The 5-fold cross-validation method was selected for several reasons: (1) Bias-Variance Trade-off: It provides a good balance between bias and variance, as increasing the number of folds reduces variance but may increase bias, while fewer folds can lower bias but result in higher variance. (2) Computational Efficiency: Five folds represent a reasonable compromise between achieving a reliable assessment and minimizing computational cost. (3) Data Utilization: It ensures that each data point is used for both training and validation, which is particularly important in studies with limited sample sizes.

The 5-fold cross-validation process typically works as follows: (1) Data Division: The dataset is randomly divided into 5 equal-sized folds or subsets. (2) Model Training and Validation: For each iteration, one-fold was used as the validation set, while the remaining 4 folds were used for training the model. This process was repeated 5 times, ensuring each fold was used once as the validation set. (3) Performance Metrics Calculation: For each fold, various performance metrics, including accuracy, precision, recall, and F1 score, were calculated. (4) Aggregation of Results: The results from all 5 folds were averaged to produce a single estimation.

Based on the preliminary analysis and previous findings, the following parameters were adopted for the SVM models in each experiment: a Radial Basis Function as the kernel function, a polynomial order of 3, and a regularization strength of 1.0. Meanwhile, five performance metrics - accuracy, precision, recall, F1 score, and AUC were employed for quantitative evaluation of different aspects of the model.
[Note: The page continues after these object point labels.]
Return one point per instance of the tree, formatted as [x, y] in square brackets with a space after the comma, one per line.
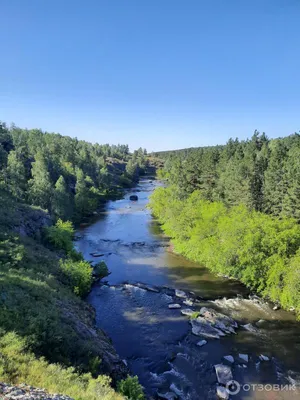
[62, 204]
[40, 186]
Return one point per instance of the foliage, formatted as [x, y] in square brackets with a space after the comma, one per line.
[260, 250]
[131, 389]
[60, 235]
[18, 365]
[78, 275]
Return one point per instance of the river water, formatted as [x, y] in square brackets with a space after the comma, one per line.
[156, 342]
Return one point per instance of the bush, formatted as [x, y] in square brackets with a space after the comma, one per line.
[131, 389]
[61, 235]
[78, 275]
[17, 365]
[101, 270]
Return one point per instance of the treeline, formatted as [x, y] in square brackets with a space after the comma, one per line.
[64, 175]
[236, 210]
[262, 174]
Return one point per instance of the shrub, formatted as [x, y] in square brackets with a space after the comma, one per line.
[61, 235]
[78, 275]
[17, 365]
[131, 389]
[101, 270]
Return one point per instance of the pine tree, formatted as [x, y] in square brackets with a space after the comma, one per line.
[16, 175]
[62, 204]
[40, 186]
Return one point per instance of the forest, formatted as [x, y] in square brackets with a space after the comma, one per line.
[236, 209]
[48, 183]
[65, 176]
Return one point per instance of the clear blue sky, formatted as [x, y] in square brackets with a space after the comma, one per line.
[160, 74]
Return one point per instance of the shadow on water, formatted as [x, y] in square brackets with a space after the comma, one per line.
[157, 342]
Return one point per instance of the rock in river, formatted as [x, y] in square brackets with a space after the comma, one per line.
[180, 293]
[174, 306]
[223, 373]
[201, 327]
[218, 320]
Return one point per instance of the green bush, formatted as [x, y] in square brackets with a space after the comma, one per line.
[18, 365]
[101, 270]
[78, 275]
[258, 249]
[131, 389]
[61, 235]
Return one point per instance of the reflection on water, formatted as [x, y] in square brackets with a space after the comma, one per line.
[157, 342]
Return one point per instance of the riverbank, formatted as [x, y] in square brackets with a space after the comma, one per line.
[156, 342]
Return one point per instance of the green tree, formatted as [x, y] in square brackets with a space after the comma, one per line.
[40, 186]
[62, 203]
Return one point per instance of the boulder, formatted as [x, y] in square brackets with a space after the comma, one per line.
[223, 373]
[218, 320]
[264, 358]
[201, 343]
[222, 393]
[174, 306]
[244, 357]
[187, 311]
[167, 396]
[188, 302]
[180, 293]
[229, 358]
[249, 327]
[201, 327]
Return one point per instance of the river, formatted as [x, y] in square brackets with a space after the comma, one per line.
[156, 342]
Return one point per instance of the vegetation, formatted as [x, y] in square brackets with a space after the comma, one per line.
[235, 209]
[66, 176]
[47, 336]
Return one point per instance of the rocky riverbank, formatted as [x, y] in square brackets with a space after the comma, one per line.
[26, 392]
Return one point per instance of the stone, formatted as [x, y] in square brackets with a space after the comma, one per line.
[264, 358]
[229, 358]
[201, 343]
[218, 320]
[244, 357]
[174, 306]
[180, 293]
[201, 327]
[250, 328]
[167, 395]
[187, 311]
[222, 393]
[224, 373]
[188, 302]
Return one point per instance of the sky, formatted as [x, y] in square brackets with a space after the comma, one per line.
[160, 74]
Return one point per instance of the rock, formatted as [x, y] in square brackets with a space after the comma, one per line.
[218, 320]
[201, 343]
[229, 358]
[180, 293]
[174, 306]
[175, 389]
[201, 327]
[187, 311]
[244, 357]
[222, 392]
[264, 358]
[249, 327]
[188, 302]
[97, 254]
[167, 396]
[223, 373]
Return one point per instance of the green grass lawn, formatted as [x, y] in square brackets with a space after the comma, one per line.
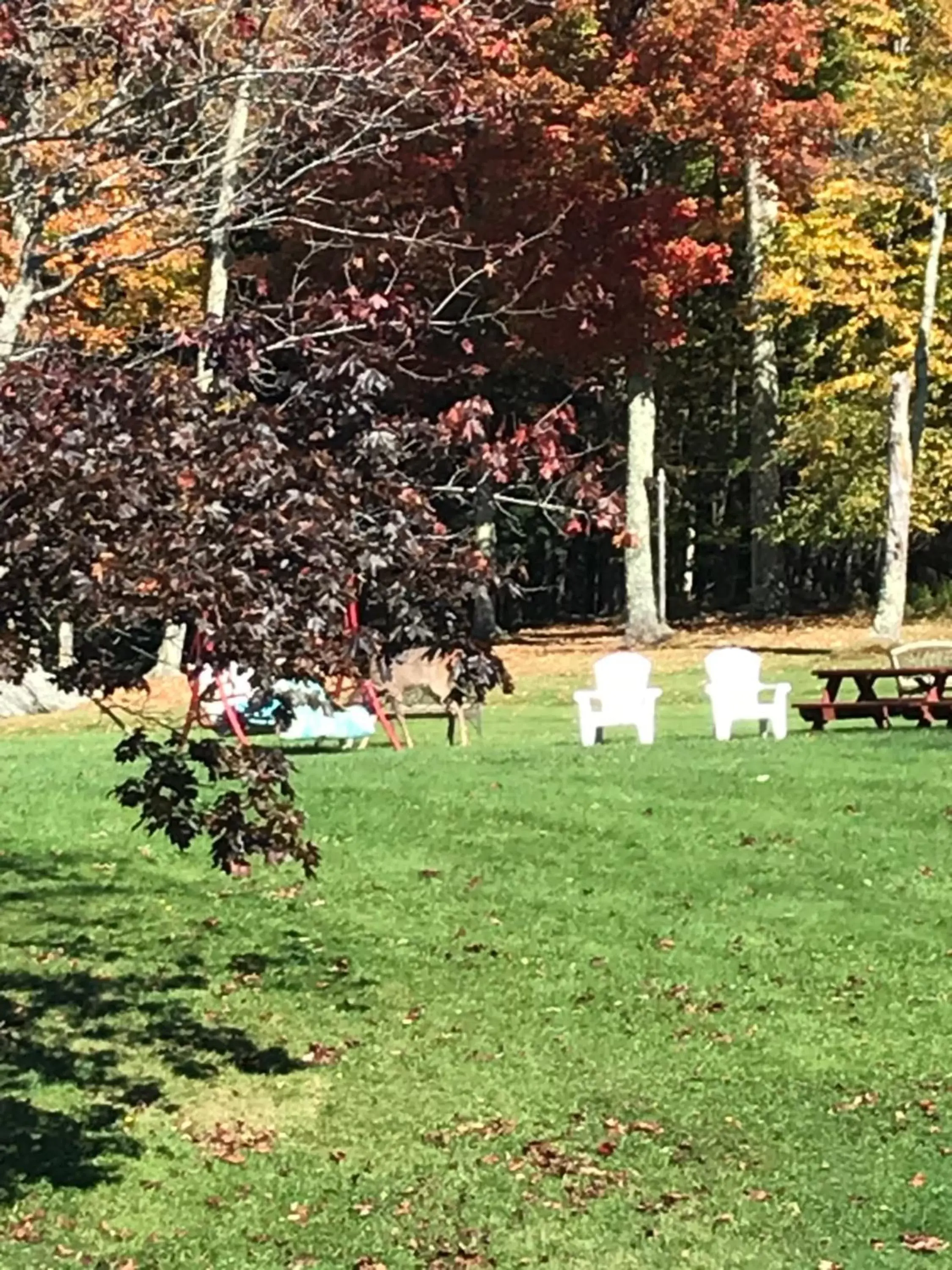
[666, 967]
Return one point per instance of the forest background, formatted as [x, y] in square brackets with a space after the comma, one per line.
[555, 247]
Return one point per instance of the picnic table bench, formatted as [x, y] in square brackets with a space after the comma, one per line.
[926, 707]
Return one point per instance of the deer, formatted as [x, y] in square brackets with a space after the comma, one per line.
[455, 680]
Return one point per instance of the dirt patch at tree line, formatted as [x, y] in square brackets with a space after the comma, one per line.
[570, 651]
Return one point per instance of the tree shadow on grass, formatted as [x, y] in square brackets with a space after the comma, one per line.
[73, 1032]
[70, 1041]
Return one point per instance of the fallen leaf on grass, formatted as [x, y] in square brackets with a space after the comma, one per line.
[497, 1128]
[862, 1100]
[919, 1242]
[652, 1127]
[229, 1142]
[25, 1231]
[322, 1056]
[664, 1202]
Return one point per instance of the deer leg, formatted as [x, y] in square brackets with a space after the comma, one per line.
[402, 721]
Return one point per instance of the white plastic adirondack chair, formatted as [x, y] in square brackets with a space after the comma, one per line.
[620, 699]
[734, 687]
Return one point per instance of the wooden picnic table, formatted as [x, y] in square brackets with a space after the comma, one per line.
[926, 708]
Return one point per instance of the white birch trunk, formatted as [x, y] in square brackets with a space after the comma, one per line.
[484, 618]
[767, 581]
[891, 605]
[169, 660]
[217, 290]
[17, 306]
[931, 286]
[643, 624]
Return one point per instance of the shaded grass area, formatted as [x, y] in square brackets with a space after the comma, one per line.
[662, 967]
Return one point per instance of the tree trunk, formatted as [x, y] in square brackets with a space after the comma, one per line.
[643, 625]
[767, 581]
[484, 610]
[217, 289]
[17, 306]
[169, 660]
[931, 287]
[890, 610]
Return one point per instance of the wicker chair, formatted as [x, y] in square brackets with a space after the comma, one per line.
[931, 652]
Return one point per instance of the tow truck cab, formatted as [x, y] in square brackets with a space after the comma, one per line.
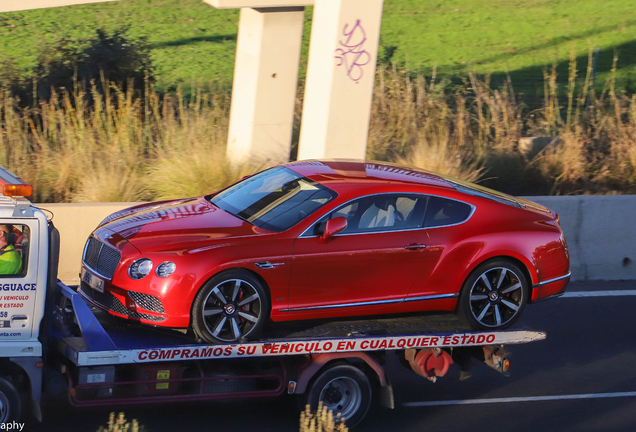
[23, 294]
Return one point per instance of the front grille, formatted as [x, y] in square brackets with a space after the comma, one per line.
[147, 301]
[112, 303]
[101, 257]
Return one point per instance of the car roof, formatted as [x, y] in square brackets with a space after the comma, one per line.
[340, 173]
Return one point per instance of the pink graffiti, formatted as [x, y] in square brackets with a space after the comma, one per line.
[351, 53]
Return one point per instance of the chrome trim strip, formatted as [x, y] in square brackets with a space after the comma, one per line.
[267, 264]
[430, 297]
[472, 212]
[96, 273]
[540, 284]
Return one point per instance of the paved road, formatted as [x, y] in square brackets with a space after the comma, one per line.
[589, 354]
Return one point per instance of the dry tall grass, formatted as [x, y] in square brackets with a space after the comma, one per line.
[126, 148]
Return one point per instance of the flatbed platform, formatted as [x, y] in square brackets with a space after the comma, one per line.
[114, 341]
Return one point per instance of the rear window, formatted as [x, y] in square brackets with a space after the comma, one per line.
[442, 212]
[483, 192]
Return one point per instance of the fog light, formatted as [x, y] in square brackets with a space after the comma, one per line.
[166, 269]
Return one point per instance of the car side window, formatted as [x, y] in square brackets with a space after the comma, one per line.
[442, 212]
[14, 250]
[387, 212]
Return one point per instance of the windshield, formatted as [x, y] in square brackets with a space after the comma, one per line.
[275, 199]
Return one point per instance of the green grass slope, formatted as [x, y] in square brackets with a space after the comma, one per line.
[194, 42]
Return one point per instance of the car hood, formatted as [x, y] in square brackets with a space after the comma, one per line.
[173, 225]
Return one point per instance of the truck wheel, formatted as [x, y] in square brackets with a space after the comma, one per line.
[493, 296]
[344, 390]
[9, 402]
[233, 305]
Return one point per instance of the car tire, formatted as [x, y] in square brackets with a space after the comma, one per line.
[493, 296]
[343, 389]
[231, 306]
[10, 405]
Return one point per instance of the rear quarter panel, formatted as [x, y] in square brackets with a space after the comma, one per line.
[495, 230]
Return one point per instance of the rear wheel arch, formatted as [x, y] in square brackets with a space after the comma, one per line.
[473, 306]
[529, 271]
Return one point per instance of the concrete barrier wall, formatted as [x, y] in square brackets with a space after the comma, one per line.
[601, 234]
[600, 231]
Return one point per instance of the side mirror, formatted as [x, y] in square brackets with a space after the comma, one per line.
[333, 227]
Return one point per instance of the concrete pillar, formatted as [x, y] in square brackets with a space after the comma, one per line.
[340, 78]
[265, 82]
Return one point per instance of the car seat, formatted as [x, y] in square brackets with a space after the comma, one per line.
[381, 213]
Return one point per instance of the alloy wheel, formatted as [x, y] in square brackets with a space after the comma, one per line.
[231, 310]
[496, 297]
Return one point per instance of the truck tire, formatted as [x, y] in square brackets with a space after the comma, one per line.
[343, 389]
[10, 406]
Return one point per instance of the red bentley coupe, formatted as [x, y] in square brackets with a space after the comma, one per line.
[326, 239]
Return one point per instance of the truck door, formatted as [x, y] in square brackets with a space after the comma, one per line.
[18, 278]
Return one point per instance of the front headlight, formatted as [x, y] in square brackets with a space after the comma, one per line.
[140, 269]
[166, 269]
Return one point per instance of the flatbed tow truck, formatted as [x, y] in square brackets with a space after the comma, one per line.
[52, 341]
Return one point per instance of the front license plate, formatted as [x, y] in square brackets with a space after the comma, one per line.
[93, 281]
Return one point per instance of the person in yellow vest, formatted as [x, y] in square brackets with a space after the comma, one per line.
[10, 259]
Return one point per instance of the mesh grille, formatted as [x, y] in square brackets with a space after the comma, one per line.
[111, 303]
[101, 258]
[147, 301]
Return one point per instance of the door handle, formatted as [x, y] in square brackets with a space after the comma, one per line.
[414, 246]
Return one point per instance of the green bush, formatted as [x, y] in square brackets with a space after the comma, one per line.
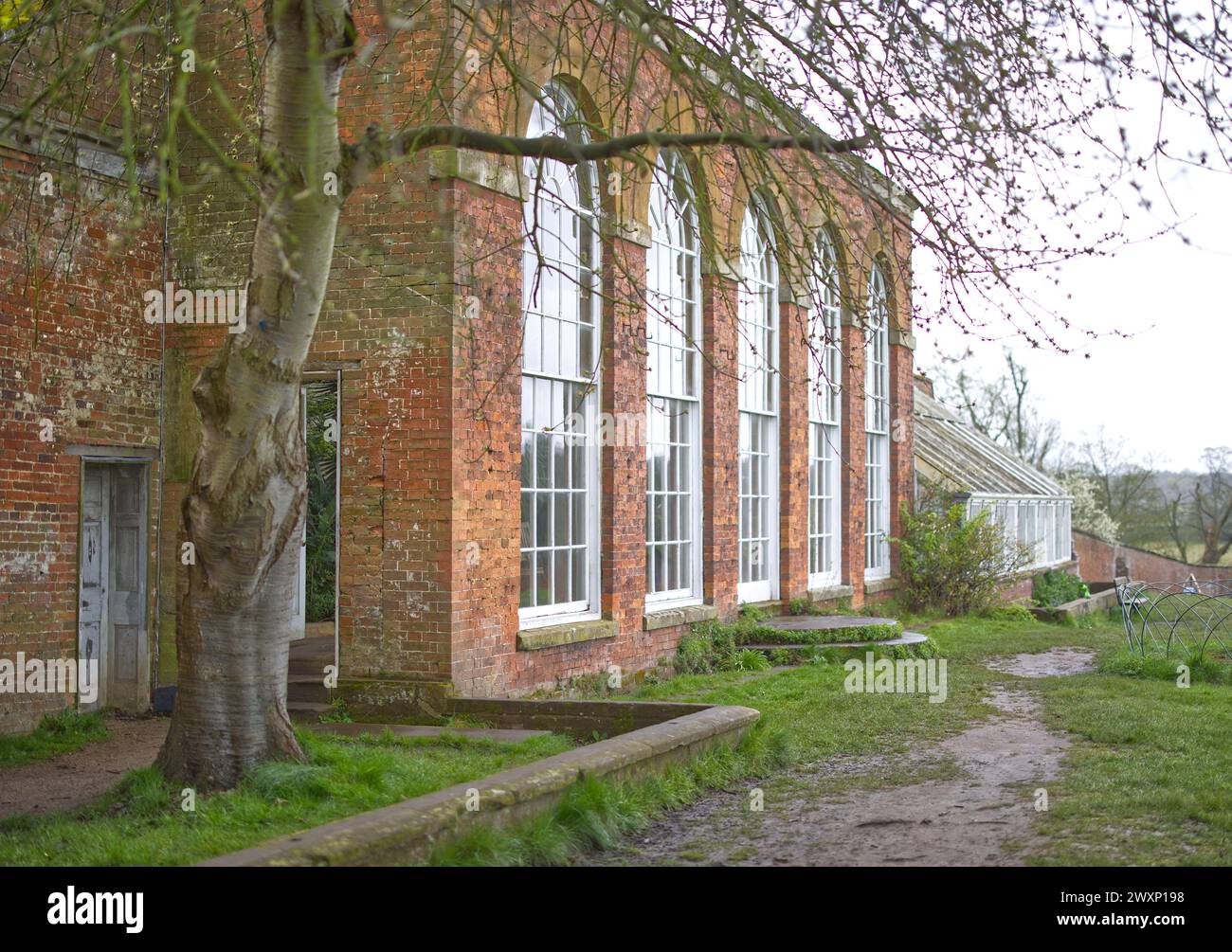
[1058, 587]
[953, 565]
[764, 635]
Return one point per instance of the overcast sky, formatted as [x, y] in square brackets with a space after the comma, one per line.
[1169, 388]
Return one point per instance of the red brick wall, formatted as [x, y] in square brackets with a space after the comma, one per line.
[430, 395]
[1100, 561]
[74, 351]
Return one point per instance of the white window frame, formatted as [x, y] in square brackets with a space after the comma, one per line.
[825, 417]
[555, 191]
[876, 425]
[673, 331]
[758, 299]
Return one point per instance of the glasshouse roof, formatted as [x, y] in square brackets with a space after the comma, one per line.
[956, 455]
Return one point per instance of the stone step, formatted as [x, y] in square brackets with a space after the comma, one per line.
[307, 710]
[429, 730]
[822, 622]
[307, 688]
[907, 638]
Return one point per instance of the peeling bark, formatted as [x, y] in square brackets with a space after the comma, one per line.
[245, 510]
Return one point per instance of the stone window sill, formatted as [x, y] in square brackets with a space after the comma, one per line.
[533, 639]
[826, 593]
[681, 615]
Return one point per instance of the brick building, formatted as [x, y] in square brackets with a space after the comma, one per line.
[571, 419]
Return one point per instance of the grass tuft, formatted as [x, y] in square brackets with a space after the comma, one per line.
[60, 733]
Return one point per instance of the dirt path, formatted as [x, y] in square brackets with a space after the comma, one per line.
[976, 813]
[72, 780]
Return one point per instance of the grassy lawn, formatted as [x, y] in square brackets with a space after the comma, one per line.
[140, 821]
[61, 733]
[1145, 780]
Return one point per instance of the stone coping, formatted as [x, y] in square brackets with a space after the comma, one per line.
[907, 638]
[406, 833]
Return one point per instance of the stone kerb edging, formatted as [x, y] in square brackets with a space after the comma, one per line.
[406, 833]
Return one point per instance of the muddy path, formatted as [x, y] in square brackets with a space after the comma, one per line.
[972, 805]
[72, 780]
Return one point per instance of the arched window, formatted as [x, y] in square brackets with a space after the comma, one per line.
[559, 537]
[824, 420]
[876, 423]
[759, 407]
[673, 448]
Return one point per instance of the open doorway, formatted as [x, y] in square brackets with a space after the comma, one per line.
[317, 598]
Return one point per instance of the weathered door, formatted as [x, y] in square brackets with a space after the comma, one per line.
[94, 584]
[111, 628]
[126, 602]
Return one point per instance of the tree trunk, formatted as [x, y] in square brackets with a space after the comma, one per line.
[245, 512]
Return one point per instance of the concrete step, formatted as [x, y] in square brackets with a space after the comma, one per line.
[907, 638]
[307, 710]
[309, 689]
[822, 622]
[426, 730]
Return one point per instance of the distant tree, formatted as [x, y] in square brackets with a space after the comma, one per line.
[1003, 411]
[1088, 512]
[1175, 509]
[1212, 504]
[1124, 483]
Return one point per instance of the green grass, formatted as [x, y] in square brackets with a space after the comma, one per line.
[60, 733]
[1145, 780]
[140, 821]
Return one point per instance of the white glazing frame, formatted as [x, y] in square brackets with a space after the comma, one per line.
[561, 318]
[876, 423]
[1042, 524]
[673, 386]
[758, 303]
[824, 420]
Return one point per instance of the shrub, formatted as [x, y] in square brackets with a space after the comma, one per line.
[1058, 587]
[695, 655]
[746, 659]
[764, 635]
[953, 565]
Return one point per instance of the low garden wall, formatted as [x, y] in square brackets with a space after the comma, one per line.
[1101, 561]
[407, 833]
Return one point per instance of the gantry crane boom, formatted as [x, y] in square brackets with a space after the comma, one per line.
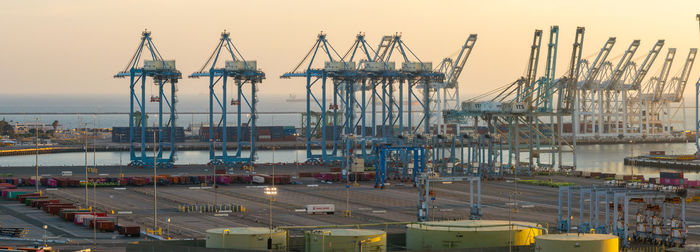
[460, 62]
[679, 83]
[594, 69]
[616, 76]
[646, 64]
[568, 94]
[658, 85]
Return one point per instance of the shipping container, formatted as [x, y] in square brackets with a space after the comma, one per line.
[131, 231]
[320, 209]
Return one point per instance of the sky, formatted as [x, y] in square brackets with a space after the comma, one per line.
[74, 47]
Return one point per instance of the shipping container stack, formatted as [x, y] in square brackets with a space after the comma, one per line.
[65, 210]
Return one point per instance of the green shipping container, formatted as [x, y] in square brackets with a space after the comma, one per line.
[12, 195]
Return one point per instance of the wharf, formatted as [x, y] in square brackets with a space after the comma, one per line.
[683, 162]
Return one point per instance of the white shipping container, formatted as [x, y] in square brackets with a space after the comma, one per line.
[641, 228]
[320, 209]
[641, 218]
[489, 106]
[249, 65]
[169, 64]
[358, 165]
[677, 233]
[151, 64]
[335, 66]
[417, 66]
[371, 66]
[675, 223]
[514, 107]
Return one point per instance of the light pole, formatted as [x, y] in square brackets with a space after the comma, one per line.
[155, 183]
[86, 179]
[36, 179]
[45, 227]
[94, 143]
[271, 192]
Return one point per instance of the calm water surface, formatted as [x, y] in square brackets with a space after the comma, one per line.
[602, 158]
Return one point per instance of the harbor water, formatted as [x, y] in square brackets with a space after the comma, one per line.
[606, 158]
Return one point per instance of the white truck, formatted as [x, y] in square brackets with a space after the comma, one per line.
[320, 209]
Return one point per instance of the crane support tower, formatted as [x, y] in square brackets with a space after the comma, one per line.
[319, 133]
[164, 75]
[242, 72]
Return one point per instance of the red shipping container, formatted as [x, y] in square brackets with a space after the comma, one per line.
[693, 183]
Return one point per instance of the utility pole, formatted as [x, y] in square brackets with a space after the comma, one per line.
[94, 142]
[86, 181]
[155, 183]
[36, 179]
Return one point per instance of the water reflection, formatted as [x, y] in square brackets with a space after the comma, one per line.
[602, 158]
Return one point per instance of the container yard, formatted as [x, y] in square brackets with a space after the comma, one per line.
[584, 147]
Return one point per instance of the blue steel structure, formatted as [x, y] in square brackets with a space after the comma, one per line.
[697, 117]
[385, 156]
[375, 74]
[608, 209]
[242, 72]
[318, 76]
[522, 113]
[163, 74]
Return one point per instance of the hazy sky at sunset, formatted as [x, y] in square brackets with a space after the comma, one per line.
[71, 46]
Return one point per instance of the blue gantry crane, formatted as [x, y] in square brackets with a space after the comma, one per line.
[164, 74]
[336, 69]
[242, 72]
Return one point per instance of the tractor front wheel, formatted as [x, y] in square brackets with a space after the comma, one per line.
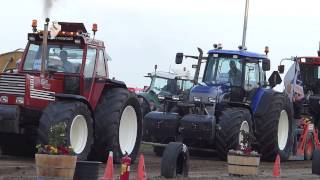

To ensure the robustness and generalization ability of the model, the mean values from five different experiments were taken to represent the final predictive accuracy performance.

$${\rm{Accuracy}}=\frac{{TP}+{TN}}{{TP}+{TN}+{FP}+{FN}}$$
(1)
$${\rm{P}}{\rm{recision}}=\frac{{TP}}{{TP}+{FP}}$$
(2)
$${\rm{Recall}}=\frac{{TP}}{{TP}+{FN}}$$
(3)
$${\rm{F}}1-{\rm{score}}=\frac{2{TP}}{2{TP}+{FN}+{FP}}$$
(4)

TP, TN, FP, and FN stand for True Positive, True Negative, False Positive, and False Negative, respectively.

  1. (1)

    Accuracy: refers to the proportion of total predictions that are correct. While it is useful when the classes are balanced, it can be misleading in clinical settings where the cost of false negatives or false positives may differ significantly.

  2. (2)

    Precision: refers to the proportion of positive identifications that were actually correct. High precision is crucial in clinical settings where a false positive could lead to unnecessary treatment or anxiety.

  3. (3)

    Recall: refers to the proportion of true positives that were identified correctly. In clinical settings, high recall is important to ensure that as many true cases as possible are detected, even at the risk of some false positives.

  4. (4)

    F1 score: refers to the harmonic mean of precision and recall, providing a balance between the two. It is particularly useful when there is an uneven cost associated with different types of errors.

Data analysis

The Wilcoxon rank-sum test was used to analyze intergroup differences in alpha diversity. Principal coordinate analysis (PCoA), based on Bray-Curtis distance, was applied to assess the similarity in microbial community structures between samples, and the Permutational Multivariate Analysis of Variance (PERMANOVA) non-parametric test was used to evaluate the statistical significance of differences in microbial community structures between sample groups. To identify taxa and functional modules differentially represented between the two groups, linear discriminant analysis effect size (LEfSe) was performed. Differential abundances of phyla, genera, species, and functional modules between the two groups were tested using the Wilcoxon rank-sum test. One-way analysis of variance (ANOVA) was used to illustrate the difference of microbiota among different groups. All data are presented as mean ± SD. The relationship between SCFAs and cytokines was evaluated using Spearman correlation analysis. The correlation coefficient (R value) reflects the strength and direction of the relationship, with higher absolute values indicating stronger correlations. Statistical analyses were performed using SPSS 25.0 and GraphPad Prism 8.0 software. Significance levels are denoted as *p < 0.05, ** p < 0.01, ***p < 0.001, ****p < 0.0001.